FEATURE ARTICLE
By Charlie Courtois
Here God Paints His Beauty
The Abundance of Life Is About Choices
We
start making choices somewhere between the age of seven and nine. I
remember the first bad choice I got caught in when I was in the first
grade. I told a lie, and I got caught. Did it stop me from making bad
choices? Sometimes I thought about not doing something because of past
experience, but now when I reflect on some of my pretty rotten choices I
come up with the idea that I was either dumb or just plain hardheaded.
As
the years pile up the choices become more and more important, and it
seems that the choices never end. Should I hang around with this one or
that one. Should I reveal this or that to my parents? Then of course
there is the coverup, and then, that failing and I get exposed for my
misdeed. Finally, the teens are over, and now young adulthood brings on
graver and harder choices. Then who to go to work for, and what kind of
things should I spend my money on, and, before you know it, some of the
earlier choices I made go sour, and then the piper has to be paid.
Adulthood
begins to take its toll. Our poor choices begin to interfere with our
duties and responsibilities in life. In my case my parents were drowning
themselves in their daily booze consumption, and there was definitely
not any reason to turn to them for advice. Financial obligations were
driving my life faster than I wanted, and the consequences of the rotten
choices were piling up and choking me.
Along
comes the military obligation which I thought I had avoided through
scheming and trying to beat the system. I failed, and lost control to
Uncle Sam, but I made what turned out to be a very good choice and the
Army became like my family, well not quite, but the food, shelter, and
sick-care came as part of the required service, and when the Bay of Pigs
came along in the 60's, JFK added another year of mandatory service. I
wrote a letter to an old flame in Long Beach to share some of my German
experiences while I was recuperating in the hospital, and within a few
weeks this old flame started a fire and before I knew what hit me, I was
completely and totally involved. Coincidentally, she and my father
arrived within an hour of one and other at the Frankfurt am Main
airport. Dad's visit was a total surprise, and how things developed from
then on is a total blur. Dad went back to France quickly, and my flame
and I became intimate way to fast. But, that train left the station
before I could halt it.
Marriage
was forced upon us, and that was a huge choice which I made that was
wrong. So, things were really horrible. All my own choosing ,which
turned out to be irreversible, wrong choice, after wrong choice, and the
sad part was that I never really admitted to myself that I caused every
bit of my own misery. Seventeen years later my first wife threw in the
towel and filed for divorce, albeit the whole process was devastating it
finally was over and all of those rotten choices reared their ugly
heads once again, and thank goodness for one really loyal friend who
rented me a room to stay in at a reasonable cost that I could afford.
Slowly,
but surely I began to see some light at the end of the tunnel. Why? I
stumbled in some of my first choices, but I was finally able to take
charge of my own existence when I made the hard choices. Before I took
the easy way out, the most expedient, and after a few years of clearing
up the financial disasters, my over-due payroll and income taxes, the
scary choices, were no longer scary; it was the natural thing to do.

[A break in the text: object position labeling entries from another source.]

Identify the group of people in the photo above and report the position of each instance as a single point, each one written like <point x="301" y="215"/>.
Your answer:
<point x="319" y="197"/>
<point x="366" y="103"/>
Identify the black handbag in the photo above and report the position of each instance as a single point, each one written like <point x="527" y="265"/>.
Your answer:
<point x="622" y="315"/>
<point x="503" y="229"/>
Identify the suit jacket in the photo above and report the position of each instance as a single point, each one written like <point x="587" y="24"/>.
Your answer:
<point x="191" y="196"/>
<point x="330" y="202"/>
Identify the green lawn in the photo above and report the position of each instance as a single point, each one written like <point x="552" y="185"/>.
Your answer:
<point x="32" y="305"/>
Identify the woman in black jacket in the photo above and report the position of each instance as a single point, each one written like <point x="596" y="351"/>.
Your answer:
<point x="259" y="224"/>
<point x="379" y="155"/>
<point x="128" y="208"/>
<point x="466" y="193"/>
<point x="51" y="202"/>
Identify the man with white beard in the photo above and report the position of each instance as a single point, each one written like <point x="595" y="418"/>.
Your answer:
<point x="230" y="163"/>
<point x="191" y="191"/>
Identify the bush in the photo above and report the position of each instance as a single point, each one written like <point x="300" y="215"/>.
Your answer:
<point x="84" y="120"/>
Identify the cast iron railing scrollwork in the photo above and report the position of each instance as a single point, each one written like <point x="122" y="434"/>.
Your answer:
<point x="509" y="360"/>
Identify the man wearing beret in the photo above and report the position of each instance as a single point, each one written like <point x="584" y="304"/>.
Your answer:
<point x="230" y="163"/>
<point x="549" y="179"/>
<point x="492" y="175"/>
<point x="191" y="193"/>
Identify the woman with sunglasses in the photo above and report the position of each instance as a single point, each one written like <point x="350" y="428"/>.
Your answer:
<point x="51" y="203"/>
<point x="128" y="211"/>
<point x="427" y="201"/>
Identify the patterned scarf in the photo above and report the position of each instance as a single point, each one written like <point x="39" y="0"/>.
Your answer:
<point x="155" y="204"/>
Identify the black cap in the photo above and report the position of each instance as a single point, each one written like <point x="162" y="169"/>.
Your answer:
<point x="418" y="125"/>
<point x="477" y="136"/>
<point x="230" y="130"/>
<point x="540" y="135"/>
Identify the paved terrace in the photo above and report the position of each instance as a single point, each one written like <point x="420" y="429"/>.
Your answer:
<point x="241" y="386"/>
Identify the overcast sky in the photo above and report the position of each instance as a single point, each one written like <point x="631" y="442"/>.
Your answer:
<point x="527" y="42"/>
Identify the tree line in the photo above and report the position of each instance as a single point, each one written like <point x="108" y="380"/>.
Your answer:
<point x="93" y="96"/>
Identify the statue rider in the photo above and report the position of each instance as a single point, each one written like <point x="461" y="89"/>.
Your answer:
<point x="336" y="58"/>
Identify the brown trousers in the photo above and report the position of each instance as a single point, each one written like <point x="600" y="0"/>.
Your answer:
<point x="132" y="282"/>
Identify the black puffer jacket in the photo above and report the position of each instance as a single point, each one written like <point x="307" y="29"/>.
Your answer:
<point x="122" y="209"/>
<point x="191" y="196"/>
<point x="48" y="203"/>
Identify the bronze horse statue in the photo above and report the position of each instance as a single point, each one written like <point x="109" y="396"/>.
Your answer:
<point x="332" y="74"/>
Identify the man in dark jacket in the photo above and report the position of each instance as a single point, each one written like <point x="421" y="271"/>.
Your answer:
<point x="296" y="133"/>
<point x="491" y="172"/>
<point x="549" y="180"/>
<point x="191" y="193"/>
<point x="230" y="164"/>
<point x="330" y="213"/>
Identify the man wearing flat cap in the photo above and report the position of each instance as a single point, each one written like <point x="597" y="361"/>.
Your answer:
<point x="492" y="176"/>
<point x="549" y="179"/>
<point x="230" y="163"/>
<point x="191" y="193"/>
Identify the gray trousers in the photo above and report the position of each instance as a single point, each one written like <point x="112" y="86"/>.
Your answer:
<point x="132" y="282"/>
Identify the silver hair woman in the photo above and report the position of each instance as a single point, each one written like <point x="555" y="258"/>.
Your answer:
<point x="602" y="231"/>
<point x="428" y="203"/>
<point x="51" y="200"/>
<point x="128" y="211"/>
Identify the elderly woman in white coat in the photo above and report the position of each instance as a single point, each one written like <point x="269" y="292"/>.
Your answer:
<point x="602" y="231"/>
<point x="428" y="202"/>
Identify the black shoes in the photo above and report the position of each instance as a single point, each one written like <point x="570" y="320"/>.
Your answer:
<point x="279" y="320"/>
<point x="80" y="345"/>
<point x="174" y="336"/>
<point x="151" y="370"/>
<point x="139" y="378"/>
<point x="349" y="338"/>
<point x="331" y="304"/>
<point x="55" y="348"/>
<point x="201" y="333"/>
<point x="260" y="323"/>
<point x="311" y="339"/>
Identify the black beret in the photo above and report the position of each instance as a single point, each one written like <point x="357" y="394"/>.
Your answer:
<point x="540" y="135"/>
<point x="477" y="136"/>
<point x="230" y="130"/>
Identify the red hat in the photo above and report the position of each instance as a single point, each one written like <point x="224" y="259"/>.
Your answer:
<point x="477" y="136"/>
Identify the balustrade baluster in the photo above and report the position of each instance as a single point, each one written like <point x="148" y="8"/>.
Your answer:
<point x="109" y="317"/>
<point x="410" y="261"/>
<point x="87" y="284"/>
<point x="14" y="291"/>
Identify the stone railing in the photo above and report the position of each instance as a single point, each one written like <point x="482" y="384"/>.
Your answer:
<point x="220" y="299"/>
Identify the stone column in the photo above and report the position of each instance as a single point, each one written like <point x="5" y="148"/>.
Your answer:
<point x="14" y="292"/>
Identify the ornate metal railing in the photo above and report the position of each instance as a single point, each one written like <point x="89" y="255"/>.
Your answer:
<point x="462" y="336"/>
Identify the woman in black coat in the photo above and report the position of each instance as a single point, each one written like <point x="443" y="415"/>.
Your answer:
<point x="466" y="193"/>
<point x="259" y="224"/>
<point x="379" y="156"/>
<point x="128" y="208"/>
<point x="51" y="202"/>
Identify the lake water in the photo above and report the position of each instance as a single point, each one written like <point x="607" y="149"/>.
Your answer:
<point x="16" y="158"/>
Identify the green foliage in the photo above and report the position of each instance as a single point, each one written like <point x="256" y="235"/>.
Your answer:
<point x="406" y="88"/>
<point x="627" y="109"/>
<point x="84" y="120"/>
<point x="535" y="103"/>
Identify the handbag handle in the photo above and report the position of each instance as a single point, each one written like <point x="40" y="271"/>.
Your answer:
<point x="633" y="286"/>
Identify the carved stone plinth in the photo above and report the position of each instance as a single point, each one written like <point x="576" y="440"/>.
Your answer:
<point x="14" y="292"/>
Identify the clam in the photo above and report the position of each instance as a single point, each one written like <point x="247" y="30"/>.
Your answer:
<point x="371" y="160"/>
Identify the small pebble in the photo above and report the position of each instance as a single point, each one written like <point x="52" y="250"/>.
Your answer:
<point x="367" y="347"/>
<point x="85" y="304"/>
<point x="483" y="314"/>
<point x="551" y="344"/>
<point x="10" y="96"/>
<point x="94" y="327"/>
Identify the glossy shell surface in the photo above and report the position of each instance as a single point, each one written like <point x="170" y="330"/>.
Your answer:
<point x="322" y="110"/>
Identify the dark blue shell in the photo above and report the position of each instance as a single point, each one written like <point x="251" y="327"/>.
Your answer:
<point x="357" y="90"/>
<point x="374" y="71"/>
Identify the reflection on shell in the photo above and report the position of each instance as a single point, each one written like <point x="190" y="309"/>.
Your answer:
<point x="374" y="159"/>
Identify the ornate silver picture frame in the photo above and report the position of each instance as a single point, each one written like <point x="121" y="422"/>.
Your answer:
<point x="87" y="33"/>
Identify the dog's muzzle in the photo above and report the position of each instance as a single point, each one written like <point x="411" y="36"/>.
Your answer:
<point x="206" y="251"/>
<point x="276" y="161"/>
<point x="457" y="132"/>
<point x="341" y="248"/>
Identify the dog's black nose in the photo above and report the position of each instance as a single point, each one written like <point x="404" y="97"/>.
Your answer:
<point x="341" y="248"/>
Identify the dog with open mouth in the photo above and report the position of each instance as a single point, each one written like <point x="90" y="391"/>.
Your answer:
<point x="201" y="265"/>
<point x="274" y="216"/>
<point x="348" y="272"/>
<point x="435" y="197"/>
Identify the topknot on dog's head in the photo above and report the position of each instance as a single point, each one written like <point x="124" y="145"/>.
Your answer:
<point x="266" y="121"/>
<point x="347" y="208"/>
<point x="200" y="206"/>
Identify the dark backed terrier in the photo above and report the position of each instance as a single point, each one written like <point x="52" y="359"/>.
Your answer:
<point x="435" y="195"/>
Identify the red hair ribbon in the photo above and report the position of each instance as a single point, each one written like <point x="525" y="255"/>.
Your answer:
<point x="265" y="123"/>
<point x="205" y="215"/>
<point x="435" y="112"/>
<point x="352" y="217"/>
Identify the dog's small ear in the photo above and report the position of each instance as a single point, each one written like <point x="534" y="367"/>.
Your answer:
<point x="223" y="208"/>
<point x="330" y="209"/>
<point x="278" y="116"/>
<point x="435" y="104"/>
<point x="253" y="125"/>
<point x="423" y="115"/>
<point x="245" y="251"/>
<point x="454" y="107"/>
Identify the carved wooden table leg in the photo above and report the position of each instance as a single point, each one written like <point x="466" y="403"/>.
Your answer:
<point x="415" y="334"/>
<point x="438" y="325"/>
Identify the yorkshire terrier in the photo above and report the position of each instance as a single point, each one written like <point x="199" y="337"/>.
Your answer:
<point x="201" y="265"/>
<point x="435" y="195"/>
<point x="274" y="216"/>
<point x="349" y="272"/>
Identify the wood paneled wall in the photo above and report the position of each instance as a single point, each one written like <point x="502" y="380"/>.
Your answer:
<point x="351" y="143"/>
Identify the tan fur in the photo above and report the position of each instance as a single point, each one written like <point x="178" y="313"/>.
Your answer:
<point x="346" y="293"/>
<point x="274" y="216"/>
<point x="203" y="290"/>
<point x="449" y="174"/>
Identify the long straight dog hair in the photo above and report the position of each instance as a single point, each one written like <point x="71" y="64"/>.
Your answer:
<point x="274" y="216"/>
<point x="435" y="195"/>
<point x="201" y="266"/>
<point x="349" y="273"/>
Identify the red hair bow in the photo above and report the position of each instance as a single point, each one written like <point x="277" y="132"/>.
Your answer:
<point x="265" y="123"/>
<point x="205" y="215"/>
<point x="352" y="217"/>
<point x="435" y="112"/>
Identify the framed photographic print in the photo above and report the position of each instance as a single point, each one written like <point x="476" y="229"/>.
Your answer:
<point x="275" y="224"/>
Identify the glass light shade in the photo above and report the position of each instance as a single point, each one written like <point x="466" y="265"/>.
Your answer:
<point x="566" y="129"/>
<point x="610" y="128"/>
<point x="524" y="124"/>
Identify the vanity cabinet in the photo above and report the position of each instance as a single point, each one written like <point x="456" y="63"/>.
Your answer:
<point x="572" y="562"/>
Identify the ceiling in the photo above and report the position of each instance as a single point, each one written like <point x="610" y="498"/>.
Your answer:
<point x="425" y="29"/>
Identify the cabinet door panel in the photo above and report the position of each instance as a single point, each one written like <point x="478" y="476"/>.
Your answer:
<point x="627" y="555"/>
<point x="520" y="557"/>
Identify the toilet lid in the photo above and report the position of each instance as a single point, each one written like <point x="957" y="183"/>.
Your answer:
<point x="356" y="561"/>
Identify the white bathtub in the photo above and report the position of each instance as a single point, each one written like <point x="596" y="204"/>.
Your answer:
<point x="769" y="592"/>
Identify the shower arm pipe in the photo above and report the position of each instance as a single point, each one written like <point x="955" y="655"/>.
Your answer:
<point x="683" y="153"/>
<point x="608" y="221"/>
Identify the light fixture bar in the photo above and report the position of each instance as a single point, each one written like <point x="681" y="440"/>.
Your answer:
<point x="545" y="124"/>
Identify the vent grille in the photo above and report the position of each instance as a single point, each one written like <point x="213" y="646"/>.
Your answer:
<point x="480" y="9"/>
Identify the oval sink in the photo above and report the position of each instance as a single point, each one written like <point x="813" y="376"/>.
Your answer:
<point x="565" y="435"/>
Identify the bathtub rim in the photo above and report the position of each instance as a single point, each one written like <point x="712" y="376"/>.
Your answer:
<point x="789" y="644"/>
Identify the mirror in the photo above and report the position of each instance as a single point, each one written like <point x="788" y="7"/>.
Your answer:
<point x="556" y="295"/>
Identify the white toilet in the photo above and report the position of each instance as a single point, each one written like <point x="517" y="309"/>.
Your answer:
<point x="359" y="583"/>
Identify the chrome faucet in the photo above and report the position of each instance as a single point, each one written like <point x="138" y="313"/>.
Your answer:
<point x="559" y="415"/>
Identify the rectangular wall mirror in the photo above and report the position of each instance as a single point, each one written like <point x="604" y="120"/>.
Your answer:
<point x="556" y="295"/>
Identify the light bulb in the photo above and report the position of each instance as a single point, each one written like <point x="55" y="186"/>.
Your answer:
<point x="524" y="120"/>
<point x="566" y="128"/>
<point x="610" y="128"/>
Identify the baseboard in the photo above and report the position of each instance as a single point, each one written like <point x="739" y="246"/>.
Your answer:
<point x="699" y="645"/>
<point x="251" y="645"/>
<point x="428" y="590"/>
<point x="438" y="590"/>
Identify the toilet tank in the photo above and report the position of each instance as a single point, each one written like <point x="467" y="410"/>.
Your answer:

Once I buckled down to following my plan, executing my plan, and seeing
the fruits of my efforts, along with making some very hard,
uncomfortable choices, I never looked back. I found that whatever scary
choices I faced, I never again hesitated. Thirty-three years later my
new mate and me have enjoyed a wonderful life together without even an
argument or cross words. It must be because of her, because I am no
saint for sure.
Not
until I got kicked in the teeth over and over did I recognize where I
was going wrong in my choices. Yes, experience turned out to be the
great equalizer, and without plenty of it, none of us will ever achieve
the successes that I was finally able to achieve. Fourteen years ago my
wife and I joined a church and year by year we have given back to the
Lord what he mercifully gave us all of our lives. Christ has blessed us
abundantly, and we continue to do his work now without thought of
ourselves. It is just how we live now. I have finally learned to put the
Lord first in my life! Thanks be to God.